Grammars

When tackling a problem with GE, a suitable BNF (Backus Naur Form) grammar must initially be defined. The BNF can be either the specification of an entire language or, perhaps more usefully, a subset of a language geared towards the problem at hand.

In GE, a BNF grammar is used to describe the output language to be produced by the system. BNF is a notation for expressing the grammar of a language in the form of production rules. BNF grammars consist of terminals, which are items that can appear in the language, e.g. code blocks, locally or globally defined variables, binary boolean operators and, or, xor, and nand, unary boolean operators not, constants, True and False etc. and non-terminals, which can be expanded into one or more terminals and non-terminals.

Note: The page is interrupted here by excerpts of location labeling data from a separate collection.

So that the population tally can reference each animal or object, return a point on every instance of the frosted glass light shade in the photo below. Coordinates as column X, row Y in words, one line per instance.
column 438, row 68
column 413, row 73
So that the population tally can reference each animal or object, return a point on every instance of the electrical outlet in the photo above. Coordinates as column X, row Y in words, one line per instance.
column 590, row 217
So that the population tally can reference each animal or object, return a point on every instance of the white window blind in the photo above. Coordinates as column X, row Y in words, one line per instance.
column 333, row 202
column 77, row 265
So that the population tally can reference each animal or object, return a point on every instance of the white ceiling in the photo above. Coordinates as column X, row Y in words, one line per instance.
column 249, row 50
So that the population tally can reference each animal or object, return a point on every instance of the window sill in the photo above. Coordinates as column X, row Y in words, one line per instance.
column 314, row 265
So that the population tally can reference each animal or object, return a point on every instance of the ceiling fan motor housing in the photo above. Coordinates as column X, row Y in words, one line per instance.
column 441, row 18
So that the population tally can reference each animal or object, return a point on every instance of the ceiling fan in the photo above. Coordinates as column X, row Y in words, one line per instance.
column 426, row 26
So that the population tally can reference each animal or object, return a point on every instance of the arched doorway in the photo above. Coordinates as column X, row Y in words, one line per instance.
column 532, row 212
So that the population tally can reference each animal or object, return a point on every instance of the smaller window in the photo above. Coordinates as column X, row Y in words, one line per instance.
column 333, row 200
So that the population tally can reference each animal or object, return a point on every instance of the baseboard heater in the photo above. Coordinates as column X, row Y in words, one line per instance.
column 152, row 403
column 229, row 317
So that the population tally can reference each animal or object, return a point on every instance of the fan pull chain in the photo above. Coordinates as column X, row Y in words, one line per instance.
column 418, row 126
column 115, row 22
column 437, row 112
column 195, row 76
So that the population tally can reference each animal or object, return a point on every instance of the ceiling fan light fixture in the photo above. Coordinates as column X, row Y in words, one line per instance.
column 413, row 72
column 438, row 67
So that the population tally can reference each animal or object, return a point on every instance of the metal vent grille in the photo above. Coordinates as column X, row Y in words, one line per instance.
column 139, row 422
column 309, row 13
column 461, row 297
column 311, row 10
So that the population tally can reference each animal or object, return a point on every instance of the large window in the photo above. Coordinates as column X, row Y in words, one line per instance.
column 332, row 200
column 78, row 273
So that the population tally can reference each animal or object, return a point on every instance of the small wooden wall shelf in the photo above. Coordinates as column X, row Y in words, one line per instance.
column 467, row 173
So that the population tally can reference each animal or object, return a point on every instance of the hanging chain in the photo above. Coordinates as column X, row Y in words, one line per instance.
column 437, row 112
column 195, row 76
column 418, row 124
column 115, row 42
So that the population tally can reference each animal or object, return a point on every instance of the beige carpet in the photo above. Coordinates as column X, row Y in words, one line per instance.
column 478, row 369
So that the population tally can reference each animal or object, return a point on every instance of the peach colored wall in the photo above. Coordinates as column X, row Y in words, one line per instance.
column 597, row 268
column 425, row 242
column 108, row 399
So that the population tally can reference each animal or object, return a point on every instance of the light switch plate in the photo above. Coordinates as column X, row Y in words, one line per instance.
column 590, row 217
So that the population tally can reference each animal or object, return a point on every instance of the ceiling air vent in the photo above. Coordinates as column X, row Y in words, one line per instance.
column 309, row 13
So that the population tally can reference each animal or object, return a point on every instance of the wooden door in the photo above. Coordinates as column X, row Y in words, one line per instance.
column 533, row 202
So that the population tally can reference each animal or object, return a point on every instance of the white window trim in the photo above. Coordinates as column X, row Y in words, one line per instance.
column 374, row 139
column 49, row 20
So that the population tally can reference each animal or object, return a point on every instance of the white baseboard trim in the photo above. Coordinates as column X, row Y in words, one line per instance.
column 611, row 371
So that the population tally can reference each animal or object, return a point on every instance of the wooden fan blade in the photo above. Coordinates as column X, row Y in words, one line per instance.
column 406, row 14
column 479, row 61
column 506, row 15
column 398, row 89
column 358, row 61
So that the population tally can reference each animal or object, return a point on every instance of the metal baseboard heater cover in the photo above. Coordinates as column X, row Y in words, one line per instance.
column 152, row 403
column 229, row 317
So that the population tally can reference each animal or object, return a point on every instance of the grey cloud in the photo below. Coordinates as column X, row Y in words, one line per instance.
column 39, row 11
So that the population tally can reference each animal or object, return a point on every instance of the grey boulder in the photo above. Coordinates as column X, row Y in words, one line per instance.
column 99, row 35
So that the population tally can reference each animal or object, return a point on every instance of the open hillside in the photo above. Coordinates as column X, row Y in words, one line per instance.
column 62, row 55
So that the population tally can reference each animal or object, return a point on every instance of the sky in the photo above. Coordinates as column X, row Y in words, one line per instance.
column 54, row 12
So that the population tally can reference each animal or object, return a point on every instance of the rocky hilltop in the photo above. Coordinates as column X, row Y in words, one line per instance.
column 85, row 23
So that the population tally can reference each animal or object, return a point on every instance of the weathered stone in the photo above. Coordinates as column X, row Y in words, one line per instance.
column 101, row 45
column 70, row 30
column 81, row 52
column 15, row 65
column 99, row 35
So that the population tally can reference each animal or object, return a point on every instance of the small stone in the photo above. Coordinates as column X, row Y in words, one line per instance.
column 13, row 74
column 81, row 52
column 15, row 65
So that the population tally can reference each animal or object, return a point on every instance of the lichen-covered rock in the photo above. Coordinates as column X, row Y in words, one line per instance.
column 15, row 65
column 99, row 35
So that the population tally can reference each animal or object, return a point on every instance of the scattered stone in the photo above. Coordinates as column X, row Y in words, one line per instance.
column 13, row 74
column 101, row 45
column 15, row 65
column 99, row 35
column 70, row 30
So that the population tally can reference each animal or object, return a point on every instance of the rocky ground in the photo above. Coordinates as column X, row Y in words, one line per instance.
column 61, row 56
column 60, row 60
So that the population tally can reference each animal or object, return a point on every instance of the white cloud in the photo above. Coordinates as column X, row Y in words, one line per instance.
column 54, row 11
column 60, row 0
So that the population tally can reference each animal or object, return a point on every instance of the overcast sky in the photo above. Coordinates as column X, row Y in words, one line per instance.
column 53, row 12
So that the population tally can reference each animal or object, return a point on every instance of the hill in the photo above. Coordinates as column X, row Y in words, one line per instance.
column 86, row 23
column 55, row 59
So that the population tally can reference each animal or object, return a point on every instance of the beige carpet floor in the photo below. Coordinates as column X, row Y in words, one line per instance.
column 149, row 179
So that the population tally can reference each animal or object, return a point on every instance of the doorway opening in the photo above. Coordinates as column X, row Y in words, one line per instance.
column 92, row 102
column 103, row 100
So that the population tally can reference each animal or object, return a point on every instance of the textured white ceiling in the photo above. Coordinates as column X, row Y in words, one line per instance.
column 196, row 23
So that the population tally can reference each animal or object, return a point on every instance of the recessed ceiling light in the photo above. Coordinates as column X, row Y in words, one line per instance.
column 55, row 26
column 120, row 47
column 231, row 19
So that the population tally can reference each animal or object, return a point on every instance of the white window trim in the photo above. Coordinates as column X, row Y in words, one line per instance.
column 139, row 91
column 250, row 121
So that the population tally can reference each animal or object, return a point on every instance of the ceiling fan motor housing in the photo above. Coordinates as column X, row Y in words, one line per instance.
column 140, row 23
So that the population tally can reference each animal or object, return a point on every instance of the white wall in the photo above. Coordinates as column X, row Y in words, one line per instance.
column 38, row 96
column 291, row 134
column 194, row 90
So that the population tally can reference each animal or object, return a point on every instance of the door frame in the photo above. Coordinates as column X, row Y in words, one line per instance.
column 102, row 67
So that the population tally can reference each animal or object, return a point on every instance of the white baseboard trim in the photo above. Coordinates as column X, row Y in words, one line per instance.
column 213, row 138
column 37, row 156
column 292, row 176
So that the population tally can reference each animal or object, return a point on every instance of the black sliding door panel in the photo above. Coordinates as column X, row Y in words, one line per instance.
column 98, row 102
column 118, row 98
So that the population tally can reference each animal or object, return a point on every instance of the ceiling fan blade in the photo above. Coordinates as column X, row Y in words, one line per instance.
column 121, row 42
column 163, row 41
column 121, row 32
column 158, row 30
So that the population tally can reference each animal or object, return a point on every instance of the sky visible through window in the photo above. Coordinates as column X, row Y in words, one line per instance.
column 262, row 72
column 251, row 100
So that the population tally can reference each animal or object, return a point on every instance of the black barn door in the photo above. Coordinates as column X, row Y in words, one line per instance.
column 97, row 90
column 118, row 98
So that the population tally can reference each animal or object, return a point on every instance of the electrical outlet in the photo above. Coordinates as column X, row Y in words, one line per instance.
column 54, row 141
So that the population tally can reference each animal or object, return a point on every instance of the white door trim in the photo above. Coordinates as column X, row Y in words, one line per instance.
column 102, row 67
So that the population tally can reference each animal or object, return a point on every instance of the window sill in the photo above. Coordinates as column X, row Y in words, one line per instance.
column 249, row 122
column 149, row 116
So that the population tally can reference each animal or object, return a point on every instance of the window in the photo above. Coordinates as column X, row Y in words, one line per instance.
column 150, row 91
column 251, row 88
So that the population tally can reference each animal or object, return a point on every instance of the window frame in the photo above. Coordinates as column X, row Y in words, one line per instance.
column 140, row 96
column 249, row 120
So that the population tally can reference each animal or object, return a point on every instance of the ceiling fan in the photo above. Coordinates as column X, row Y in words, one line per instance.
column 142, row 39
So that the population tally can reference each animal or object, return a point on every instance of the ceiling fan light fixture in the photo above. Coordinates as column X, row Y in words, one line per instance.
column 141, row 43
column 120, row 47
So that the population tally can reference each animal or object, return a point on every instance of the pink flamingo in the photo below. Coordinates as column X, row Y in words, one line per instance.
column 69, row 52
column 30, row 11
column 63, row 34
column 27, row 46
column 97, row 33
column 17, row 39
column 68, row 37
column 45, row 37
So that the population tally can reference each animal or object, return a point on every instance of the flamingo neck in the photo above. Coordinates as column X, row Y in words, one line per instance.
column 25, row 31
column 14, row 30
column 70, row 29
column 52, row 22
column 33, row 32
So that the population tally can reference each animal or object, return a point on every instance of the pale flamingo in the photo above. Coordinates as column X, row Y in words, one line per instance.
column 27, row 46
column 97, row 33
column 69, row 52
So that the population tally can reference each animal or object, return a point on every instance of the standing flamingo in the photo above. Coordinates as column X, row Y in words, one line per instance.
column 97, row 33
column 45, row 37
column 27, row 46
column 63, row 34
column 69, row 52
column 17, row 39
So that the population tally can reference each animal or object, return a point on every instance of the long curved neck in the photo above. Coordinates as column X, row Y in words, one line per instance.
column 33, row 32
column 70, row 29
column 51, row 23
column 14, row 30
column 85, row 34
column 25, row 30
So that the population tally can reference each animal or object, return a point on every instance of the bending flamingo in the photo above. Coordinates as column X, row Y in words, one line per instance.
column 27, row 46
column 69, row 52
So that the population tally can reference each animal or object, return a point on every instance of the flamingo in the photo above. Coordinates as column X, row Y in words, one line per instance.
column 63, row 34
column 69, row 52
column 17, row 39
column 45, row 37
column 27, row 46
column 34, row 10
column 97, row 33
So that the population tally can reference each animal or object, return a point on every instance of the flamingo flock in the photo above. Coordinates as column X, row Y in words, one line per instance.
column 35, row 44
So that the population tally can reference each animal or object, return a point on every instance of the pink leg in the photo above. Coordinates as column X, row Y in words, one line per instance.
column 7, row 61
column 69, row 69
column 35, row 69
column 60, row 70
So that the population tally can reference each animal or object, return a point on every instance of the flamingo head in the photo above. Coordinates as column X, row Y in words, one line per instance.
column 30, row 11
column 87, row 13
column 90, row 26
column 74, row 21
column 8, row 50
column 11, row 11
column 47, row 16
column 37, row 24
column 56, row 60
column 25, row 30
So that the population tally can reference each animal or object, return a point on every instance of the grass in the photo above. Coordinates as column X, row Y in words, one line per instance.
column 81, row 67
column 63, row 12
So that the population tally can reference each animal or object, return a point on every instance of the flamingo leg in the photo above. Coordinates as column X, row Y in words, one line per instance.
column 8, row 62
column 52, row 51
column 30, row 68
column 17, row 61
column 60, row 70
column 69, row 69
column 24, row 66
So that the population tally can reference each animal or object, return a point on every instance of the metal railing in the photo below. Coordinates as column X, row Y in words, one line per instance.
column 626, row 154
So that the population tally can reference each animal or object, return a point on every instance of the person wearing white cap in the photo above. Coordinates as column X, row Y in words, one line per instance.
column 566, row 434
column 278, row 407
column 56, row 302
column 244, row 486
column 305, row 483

Each production rule is composed of a left-hand side (a single non-terminal), followed by the "goes-to" symbol ::=, followed by a list of production choices separated by the "or" symbol |. Production choices can be composed of any combination of terminals or non-terminals. Non-terminals are enclosed by angle brackets <>. For example, consider the following production rule:

<a> ::= <b>c | d

In this rule, the non-terminal <a> maps to either the choice <b>c (a combination of a new non-terminal <b> and a terminal c), or a single terminal d.

A full grammar is built up of any combinations of such rules.

NOTE that all non-terminals must be fully defined in the grammar, i.e. every non-terminal that appears in the grammar must have a full production rule with defined production choices.

Recursion

One of the most powerful aspects of GE is that the representation can be variable in length. Notably, rules can be recursive (i.e. a non-terminal production rule can contain itself as a production choice), which can allow GE to generate solutions of arbitrary size, e.g.:

<a> ::= <a> + b | b

The code produced by a grammar will consist of elements of the terminal set T. The grammar is used in a developmental approach whereby the evolutionary process evolves the production rules to be applied at each stage of a mapping process, starting from the start symbol, until a complete program is formed. A complete program is one that is comprised solely from elements of T.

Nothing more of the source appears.